Where can I get 12% interest on my money? ›

Where can I find a 12% interest savings account?
Bank nameAccount nameAPY
Khan Bank365-day, 18-month and 24-month Ordinary Term Savings Account12.3% to 12.8%
Khan Bank12-month, 18-month and 24-month Online Term Deposit Account12.4% to 12.9%
YieldN/AUp to 12%
Crypto.comCrypto.com EarnUp to 14.5%
6 more rows
Jun 1, 2023

What to buy when interest rates go down? ›

Here are some investments to think about when interest rates inevitably begin to come down:
  • High-yield investments.
  • Bond ETFs.
  • Preferred stock.
  • REITs.
  • Housing stocks.
Dec 14, 2023

What should you do when interest rates are low? ›

9 ways to take advantage of low interest rates
  1. Refinance your mortgage. ...
  2. Buy a home. ...
  3. Choose a fixed rate mortgage. ...
  4. Buy your second home now. ...
  5. Refinance your student loan. ...
  6. Refinance your car loan. ...
  7. Consolidate your debt. ...
  8. Pay off high interest credit card balances or move those balances.

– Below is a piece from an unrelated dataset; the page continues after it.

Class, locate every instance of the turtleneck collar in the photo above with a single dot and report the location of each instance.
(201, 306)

How low will interest rates go down in 2024? ›

The 30-year fixed mortgage rate is expected to fall to the mid-6% range through the end of 2024, potentially dipping into high-5% territory by the end of 2025.

Will credit card interest rates go down in 2024? ›

Most economists, including Zandi, expect interest rates to fall fairly significantly in 2024 and 2025. Zandi is forecasting that the Federal Reserve will cut short-term interest rates four times in 2024 — a quarter-point each time. He expects another four rate cuts in 2025 and two more in 2026.

What is the interest rate forecast for the next 5 years? ›

Projected Interest Rates in the Next Five Years

ING's interest rate predictions indicate 2024 rates starting at 4%, with subsequent cuts to 3.75% in the second quarter. Then, 3.5% in the third, and 3.25% in the final quarter of 2024. In 2025, ING predicts a further decline to 3%.